# <font color="blue">Lesson 7 Performance Metrics & Hyperparameters</font>

## Gradient Descent

The most common optimization algorithm used in machine learning is stochastic gradient descent.

Remember that gradient descent is a cost function, used as a hyperparamter to improve your model. It is not a machine learning model.  

For this lab, we'll use the [wine data set](https://canvas.uw.edu/courses/1188730/files/47572077) that we used for HW1. We'll use a linear regression model to see if we can use the wine features to predict whether or not a wine is white (0) or red (1). 

In [None]:
import pandas as pd
wine_df = pd.read_csv("https://library.startlearninglabs.uw.edu/DATASCI420/Datasets/RedWhiteWine.csv")

In [None]:
# Display the first 5 rows of the dataframe


In [None]:
# the class column has already been encoded to 0 and 1 for you
wine_df["Class"].value_counts()

## Pre-processing
Before we can use SGD and linear regression on this data set, we must do ensure that each attribute is on the same scale. We can do this to normalizing each attribute to a range bewteen 0 and 1. 


In [None]:
# use sklearn's preprocessing module to scale your data between 0 and 1
from sklearn import preprocessing
min_max_scaler = preprocessing.MinMaxScaler()

In [None]:
# fit and transform the numerical columns in your dataset
scaled_wine = min_max_scaler.fit_transform(wine_df)

In [None]:
# convert the scaled arrays to a pandas dataframe and provide column names
scaled_df = pd.DataFrame(scaled_wine, columns = wine_df.columns)

In [None]:
# Display the first 5 rows of the scaled dataframe. How does it compare to the original?

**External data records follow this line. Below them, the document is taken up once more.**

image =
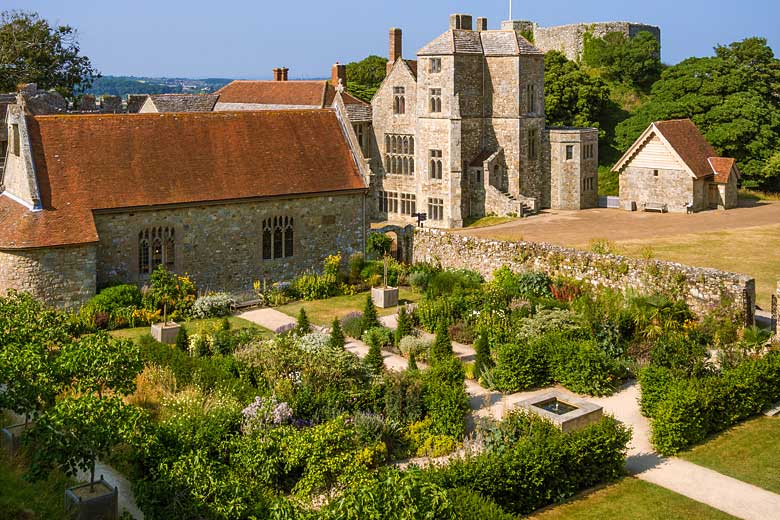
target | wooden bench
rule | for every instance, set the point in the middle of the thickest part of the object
(655, 206)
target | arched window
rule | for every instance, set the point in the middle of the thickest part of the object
(278, 238)
(156, 246)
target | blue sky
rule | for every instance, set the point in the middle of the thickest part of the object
(247, 38)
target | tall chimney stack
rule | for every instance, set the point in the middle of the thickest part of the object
(339, 74)
(396, 47)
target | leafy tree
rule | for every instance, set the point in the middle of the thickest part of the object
(633, 61)
(303, 326)
(364, 77)
(33, 51)
(77, 431)
(733, 99)
(572, 97)
(370, 317)
(442, 346)
(336, 339)
(99, 363)
(404, 325)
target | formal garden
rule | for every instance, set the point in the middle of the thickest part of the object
(234, 421)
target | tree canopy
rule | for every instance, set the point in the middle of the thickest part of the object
(34, 51)
(634, 61)
(365, 76)
(734, 99)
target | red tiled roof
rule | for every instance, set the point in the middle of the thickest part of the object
(722, 167)
(94, 162)
(690, 145)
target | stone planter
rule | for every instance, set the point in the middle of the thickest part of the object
(165, 332)
(96, 501)
(384, 297)
(11, 436)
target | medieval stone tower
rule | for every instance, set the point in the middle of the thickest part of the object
(461, 131)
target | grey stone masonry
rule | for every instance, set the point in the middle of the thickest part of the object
(702, 288)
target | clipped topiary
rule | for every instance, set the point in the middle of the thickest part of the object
(336, 339)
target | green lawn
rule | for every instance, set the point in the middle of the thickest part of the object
(749, 452)
(322, 312)
(632, 499)
(193, 327)
(22, 499)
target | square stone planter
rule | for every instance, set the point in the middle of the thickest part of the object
(384, 297)
(567, 412)
(85, 502)
(165, 332)
(11, 436)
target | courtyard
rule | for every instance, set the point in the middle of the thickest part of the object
(736, 240)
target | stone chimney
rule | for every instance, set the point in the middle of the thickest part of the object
(339, 74)
(396, 47)
(461, 22)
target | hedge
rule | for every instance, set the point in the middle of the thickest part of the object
(542, 466)
(686, 411)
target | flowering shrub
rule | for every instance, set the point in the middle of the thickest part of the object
(213, 306)
(265, 412)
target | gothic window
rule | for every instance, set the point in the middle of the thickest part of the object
(278, 238)
(436, 164)
(156, 246)
(435, 100)
(408, 203)
(532, 144)
(399, 100)
(399, 154)
(436, 209)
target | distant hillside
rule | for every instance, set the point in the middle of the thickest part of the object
(124, 85)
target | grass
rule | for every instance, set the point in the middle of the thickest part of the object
(193, 327)
(491, 220)
(747, 452)
(322, 312)
(744, 250)
(22, 499)
(631, 498)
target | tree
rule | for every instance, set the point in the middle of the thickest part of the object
(404, 325)
(303, 326)
(442, 346)
(571, 96)
(77, 431)
(33, 51)
(370, 317)
(733, 99)
(336, 339)
(364, 77)
(99, 363)
(634, 61)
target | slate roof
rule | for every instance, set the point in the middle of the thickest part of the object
(86, 163)
(489, 43)
(184, 102)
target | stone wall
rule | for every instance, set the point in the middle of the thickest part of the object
(703, 289)
(63, 277)
(569, 39)
(219, 246)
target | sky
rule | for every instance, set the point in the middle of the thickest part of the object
(248, 38)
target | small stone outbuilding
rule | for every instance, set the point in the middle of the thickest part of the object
(672, 167)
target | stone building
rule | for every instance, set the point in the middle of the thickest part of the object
(283, 94)
(570, 39)
(461, 132)
(158, 103)
(229, 198)
(672, 167)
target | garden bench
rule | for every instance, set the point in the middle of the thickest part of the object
(656, 206)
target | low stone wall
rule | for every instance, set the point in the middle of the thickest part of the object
(703, 289)
(63, 277)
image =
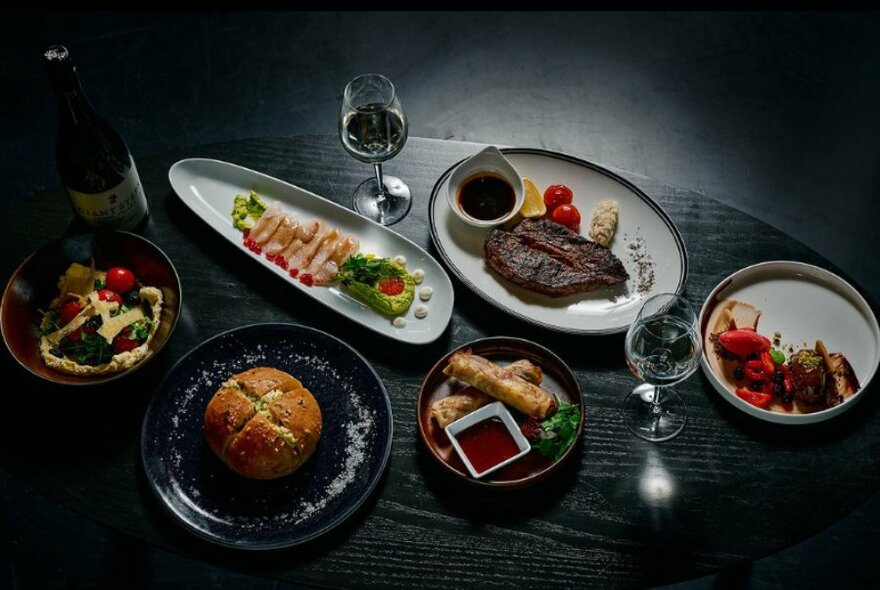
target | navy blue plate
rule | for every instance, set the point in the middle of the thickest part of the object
(217, 504)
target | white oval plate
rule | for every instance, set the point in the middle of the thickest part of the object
(208, 187)
(602, 311)
(803, 303)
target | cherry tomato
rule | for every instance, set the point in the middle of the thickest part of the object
(123, 342)
(108, 295)
(69, 311)
(567, 215)
(557, 194)
(120, 279)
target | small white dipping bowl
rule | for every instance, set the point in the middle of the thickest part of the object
(493, 410)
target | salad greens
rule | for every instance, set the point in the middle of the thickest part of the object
(553, 436)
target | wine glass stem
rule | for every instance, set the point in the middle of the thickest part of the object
(378, 168)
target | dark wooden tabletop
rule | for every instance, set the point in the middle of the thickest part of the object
(624, 513)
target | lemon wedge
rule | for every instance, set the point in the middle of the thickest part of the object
(533, 205)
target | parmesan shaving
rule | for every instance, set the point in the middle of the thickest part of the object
(109, 329)
(83, 316)
(78, 279)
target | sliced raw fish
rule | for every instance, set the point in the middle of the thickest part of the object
(302, 256)
(267, 224)
(282, 237)
(308, 230)
(345, 247)
(324, 252)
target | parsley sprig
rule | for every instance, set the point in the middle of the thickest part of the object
(554, 436)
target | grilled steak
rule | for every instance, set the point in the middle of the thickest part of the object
(548, 258)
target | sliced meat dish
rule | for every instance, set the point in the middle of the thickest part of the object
(282, 237)
(304, 255)
(328, 245)
(548, 258)
(346, 246)
(267, 224)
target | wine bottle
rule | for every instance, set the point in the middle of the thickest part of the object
(94, 162)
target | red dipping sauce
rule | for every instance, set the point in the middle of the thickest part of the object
(487, 444)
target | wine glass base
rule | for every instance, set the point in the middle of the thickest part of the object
(649, 422)
(385, 209)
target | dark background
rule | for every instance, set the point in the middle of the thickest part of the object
(773, 113)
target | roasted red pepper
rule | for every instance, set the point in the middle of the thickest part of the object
(743, 342)
(758, 399)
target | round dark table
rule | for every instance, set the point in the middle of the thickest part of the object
(624, 513)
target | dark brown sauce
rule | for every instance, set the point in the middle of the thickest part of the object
(486, 196)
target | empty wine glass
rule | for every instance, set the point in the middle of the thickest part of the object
(373, 129)
(662, 348)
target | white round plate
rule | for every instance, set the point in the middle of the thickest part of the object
(803, 303)
(603, 311)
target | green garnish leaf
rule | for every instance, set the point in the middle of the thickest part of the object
(777, 355)
(246, 210)
(368, 270)
(560, 431)
(141, 329)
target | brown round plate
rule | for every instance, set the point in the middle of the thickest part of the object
(558, 379)
(35, 282)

## Pull out features and targets

In [None]:
# first pull out the features from the scaled dataset
wine_features = scaled_df.drop("Class", axis=1)
wine_features.head()

In [None]:
# now pull out the targets from the scaled_df
wine_targets = scaled_df["Class"]

### Consider this
What should this targets dataframe look like? Display the first 5 rows in the cell below.

## Split dataset into training and test sets
Now that we've normalized our data set to be on the a scale between 0 and 1, we can split our data into training and test sets. 

In [None]:
from sklearn.model_selection import train_test_split
feature_train, feature_test = train_test_split(wine_features, test_size = 0.20)
target_train, target_test = train_test_split(wine_targets, test_size = 0.20)

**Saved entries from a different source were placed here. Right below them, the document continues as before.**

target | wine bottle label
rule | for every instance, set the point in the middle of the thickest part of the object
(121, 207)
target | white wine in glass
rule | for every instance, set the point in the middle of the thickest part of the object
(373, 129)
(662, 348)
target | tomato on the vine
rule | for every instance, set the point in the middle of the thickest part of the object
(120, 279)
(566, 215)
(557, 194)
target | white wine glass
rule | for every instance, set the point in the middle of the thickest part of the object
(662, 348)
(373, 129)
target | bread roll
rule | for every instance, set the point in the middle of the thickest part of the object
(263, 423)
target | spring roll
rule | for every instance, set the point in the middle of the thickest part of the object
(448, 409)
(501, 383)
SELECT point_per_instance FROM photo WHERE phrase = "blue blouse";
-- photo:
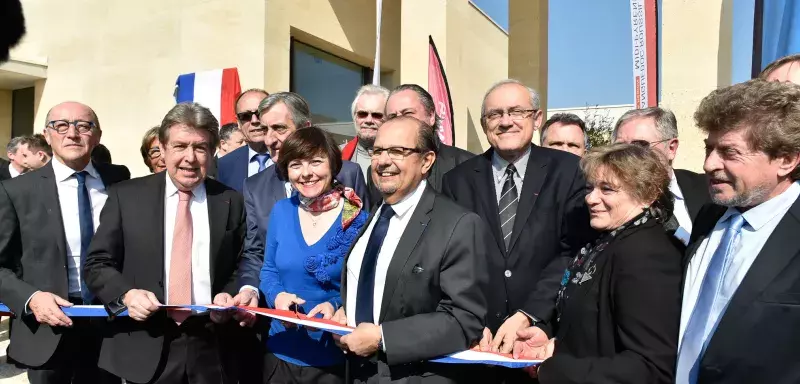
(310, 271)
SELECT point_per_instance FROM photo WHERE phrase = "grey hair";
(193, 115)
(666, 124)
(369, 89)
(298, 107)
(534, 96)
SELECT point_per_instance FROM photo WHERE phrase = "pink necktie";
(180, 265)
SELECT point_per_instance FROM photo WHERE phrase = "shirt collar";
(674, 187)
(401, 207)
(64, 172)
(499, 164)
(198, 193)
(761, 214)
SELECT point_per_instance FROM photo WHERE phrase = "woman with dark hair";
(618, 308)
(307, 239)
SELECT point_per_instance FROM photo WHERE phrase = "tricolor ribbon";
(465, 357)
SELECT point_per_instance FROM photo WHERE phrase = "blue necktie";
(366, 278)
(262, 162)
(710, 305)
(86, 226)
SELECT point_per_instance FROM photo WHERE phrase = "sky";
(590, 55)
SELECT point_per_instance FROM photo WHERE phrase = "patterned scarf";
(330, 200)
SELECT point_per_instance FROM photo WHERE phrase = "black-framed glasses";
(62, 126)
(365, 114)
(514, 114)
(246, 116)
(395, 153)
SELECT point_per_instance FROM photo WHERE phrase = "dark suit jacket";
(621, 325)
(127, 252)
(695, 190)
(231, 169)
(433, 302)
(261, 192)
(755, 340)
(33, 254)
(551, 225)
(448, 158)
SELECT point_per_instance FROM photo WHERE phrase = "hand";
(223, 300)
(47, 309)
(246, 298)
(141, 304)
(504, 338)
(364, 341)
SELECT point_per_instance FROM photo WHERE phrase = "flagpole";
(376, 72)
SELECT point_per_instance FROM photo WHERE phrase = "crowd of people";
(604, 262)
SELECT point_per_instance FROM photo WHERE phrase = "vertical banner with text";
(644, 31)
(438, 88)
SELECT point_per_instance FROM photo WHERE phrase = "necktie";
(86, 224)
(180, 264)
(508, 204)
(366, 278)
(262, 162)
(710, 305)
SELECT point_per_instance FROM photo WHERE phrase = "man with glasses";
(367, 111)
(47, 220)
(532, 198)
(657, 128)
(252, 158)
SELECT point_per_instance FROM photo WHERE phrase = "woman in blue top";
(307, 239)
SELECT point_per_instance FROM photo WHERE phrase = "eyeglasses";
(514, 114)
(62, 126)
(365, 114)
(395, 153)
(246, 116)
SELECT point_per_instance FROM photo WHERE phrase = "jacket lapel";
(416, 226)
(535, 174)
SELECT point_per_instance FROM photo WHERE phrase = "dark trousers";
(278, 371)
(75, 358)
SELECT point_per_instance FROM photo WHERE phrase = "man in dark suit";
(657, 127)
(246, 161)
(532, 198)
(281, 114)
(182, 250)
(47, 219)
(741, 290)
(414, 278)
(412, 100)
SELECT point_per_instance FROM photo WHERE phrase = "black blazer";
(433, 302)
(621, 326)
(127, 252)
(33, 254)
(695, 190)
(448, 158)
(551, 225)
(755, 341)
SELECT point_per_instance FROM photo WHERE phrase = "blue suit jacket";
(232, 168)
(261, 192)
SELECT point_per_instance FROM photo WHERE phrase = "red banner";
(438, 88)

## Implement Stochastic Gradient Descent (SGD)
We can run SGD just like any other model using the following parameters: 
- loss: The loss function to be used. Defaults to ‘hinge’, which gives a linear SVM.The possible options are ‘hinge’, ‘log’, ‘modified_huber’, ‘squared_hinge’, ‘perceptron’, or a regression loss: ‘squared_loss’, ‘huber’, ‘epsilon_insensitive’, or ‘squared_epsilon_insensitive’.  

- alpha: Constant that multiplies the regularization term. Defaults to 0.0001 Also used to compute learning_rate when set to ‘optimal’.  

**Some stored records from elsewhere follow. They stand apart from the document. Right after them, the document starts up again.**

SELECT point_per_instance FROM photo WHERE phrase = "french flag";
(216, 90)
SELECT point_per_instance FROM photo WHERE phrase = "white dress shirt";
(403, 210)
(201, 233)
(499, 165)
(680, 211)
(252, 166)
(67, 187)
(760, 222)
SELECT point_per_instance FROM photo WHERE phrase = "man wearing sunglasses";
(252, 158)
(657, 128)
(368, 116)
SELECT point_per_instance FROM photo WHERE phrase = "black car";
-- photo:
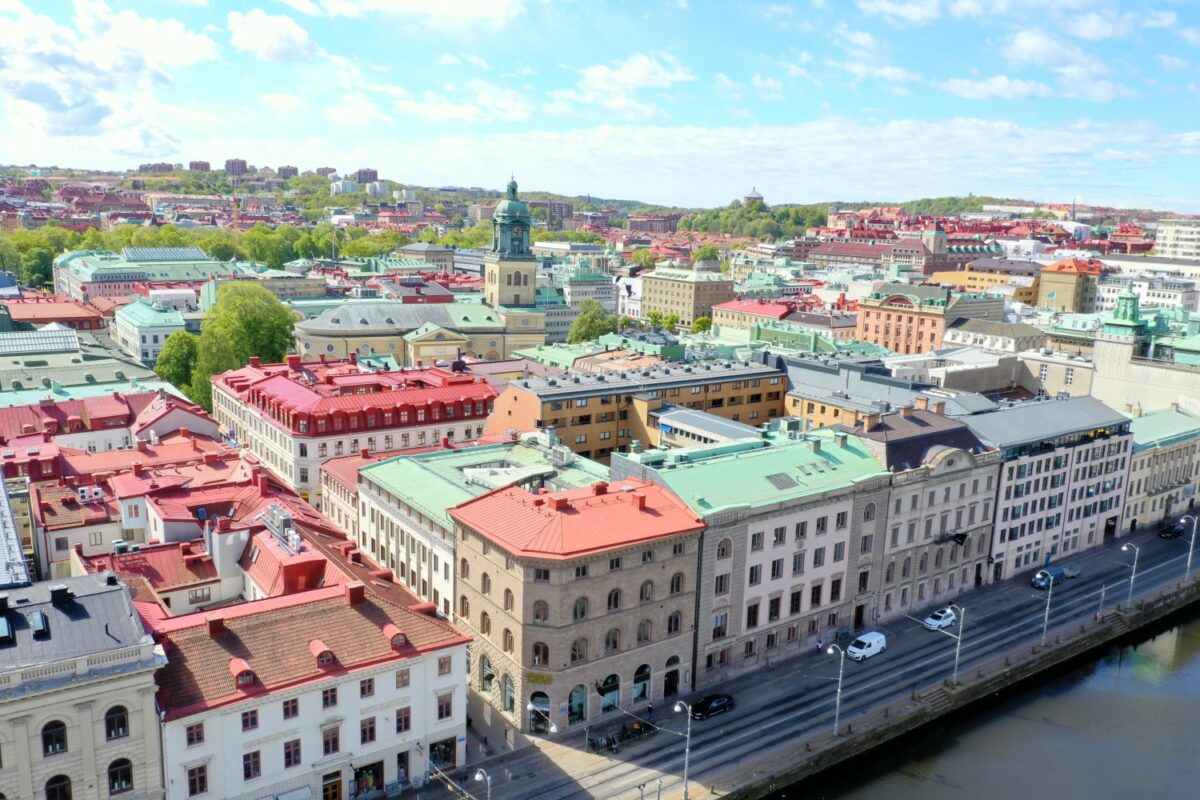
(711, 705)
(1173, 530)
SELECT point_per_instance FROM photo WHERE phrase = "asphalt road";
(795, 699)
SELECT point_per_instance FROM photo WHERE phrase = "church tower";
(510, 271)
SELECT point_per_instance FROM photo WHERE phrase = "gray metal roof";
(97, 619)
(1032, 421)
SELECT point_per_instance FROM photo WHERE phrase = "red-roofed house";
(342, 693)
(1071, 286)
(297, 415)
(580, 600)
(31, 312)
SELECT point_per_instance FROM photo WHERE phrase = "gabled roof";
(273, 639)
(577, 522)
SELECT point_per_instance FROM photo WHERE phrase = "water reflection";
(1121, 727)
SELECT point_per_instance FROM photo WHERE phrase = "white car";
(940, 619)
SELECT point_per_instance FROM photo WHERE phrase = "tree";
(592, 323)
(245, 320)
(177, 360)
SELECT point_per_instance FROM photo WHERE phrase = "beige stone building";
(689, 294)
(77, 711)
(580, 601)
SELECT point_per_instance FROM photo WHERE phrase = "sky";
(678, 102)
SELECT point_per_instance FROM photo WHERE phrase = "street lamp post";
(1192, 546)
(958, 641)
(841, 671)
(1133, 576)
(681, 707)
(481, 776)
(1045, 618)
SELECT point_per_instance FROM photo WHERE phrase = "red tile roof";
(162, 566)
(271, 638)
(569, 524)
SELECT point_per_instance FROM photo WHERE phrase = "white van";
(867, 645)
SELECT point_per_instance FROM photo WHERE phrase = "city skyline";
(678, 103)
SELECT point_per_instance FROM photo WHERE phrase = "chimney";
(355, 593)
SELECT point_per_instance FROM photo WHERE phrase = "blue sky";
(685, 102)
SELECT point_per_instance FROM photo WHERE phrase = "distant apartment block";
(1177, 239)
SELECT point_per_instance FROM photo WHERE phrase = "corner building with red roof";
(581, 602)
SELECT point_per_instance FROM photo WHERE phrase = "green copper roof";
(765, 474)
(1163, 428)
(437, 481)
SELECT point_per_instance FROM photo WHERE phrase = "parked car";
(940, 619)
(1050, 576)
(1173, 529)
(867, 645)
(711, 705)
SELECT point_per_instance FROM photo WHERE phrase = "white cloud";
(1173, 64)
(97, 77)
(269, 36)
(768, 88)
(618, 88)
(450, 59)
(282, 102)
(903, 11)
(437, 12)
(995, 88)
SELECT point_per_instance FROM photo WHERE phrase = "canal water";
(1127, 726)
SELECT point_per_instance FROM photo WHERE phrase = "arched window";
(485, 674)
(642, 684)
(117, 722)
(646, 594)
(54, 738)
(58, 788)
(508, 693)
(615, 600)
(120, 776)
(577, 705)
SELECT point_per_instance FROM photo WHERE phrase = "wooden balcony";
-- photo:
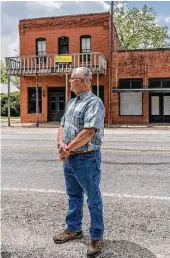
(32, 65)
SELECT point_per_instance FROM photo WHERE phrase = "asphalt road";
(135, 188)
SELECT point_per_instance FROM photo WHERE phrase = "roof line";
(63, 16)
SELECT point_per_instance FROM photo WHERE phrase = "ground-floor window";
(32, 100)
(159, 83)
(131, 103)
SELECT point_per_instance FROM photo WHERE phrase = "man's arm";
(81, 139)
(61, 145)
(60, 135)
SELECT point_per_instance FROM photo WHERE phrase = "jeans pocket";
(88, 156)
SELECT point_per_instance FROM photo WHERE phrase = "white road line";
(105, 194)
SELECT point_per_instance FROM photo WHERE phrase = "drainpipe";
(66, 90)
(9, 122)
(37, 100)
(97, 84)
(111, 66)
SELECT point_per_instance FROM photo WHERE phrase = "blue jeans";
(82, 175)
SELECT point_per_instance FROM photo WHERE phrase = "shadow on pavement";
(122, 249)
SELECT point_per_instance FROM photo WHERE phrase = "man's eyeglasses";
(75, 78)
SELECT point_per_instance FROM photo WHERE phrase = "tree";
(138, 29)
(4, 77)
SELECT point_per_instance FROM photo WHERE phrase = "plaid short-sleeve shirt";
(86, 110)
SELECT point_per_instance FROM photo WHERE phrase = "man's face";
(76, 81)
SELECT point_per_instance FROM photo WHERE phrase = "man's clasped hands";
(63, 151)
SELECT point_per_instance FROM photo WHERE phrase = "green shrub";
(14, 104)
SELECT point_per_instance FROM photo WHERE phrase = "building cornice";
(81, 20)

- max_iter:  number of passes over the training data 

- penalty: regularization term; ‘none’, ‘l2’, ‘l1’, or ‘elasticnet’. The penalty (aka regularization term) to be used. Defaults to ‘l2’ which is the standard regularizer for linear SVM models. ‘l1’ and ‘elasticnet’ might bring sparsity to the model (feature selection) not achievable with ‘l2’.

See [sklearn's website](http://scikit-learn.org/stable/modules/generated/sklearn.linear_model.SGDClassifier.html) for additional parameters. 

In [None]:
# instantiate model and fit the training data
from sklearn.linear_model import SGDClassifier
clf = SGDClassifier(loss="log", penalty="l2", max_iter=5 )
clf.fit(feature_train, target_train)

In [None]:
# run predictions with our testing set: 
pred = clf.predict(feature_test)

In [None]:
pred

## Assess Model Accuracy
Now that we have made predictions, we can use sklearn's accuracy_score method, and the target testing set we held aside to assess how accurate our model is. 

In [None]:
from sklearn.metrics import accuracy_score
print (accuracy_score(pred, target_test))

### Consider this
Is our model overfit? Is that accuracy score acceptable? What else could be done to improve the accuracy?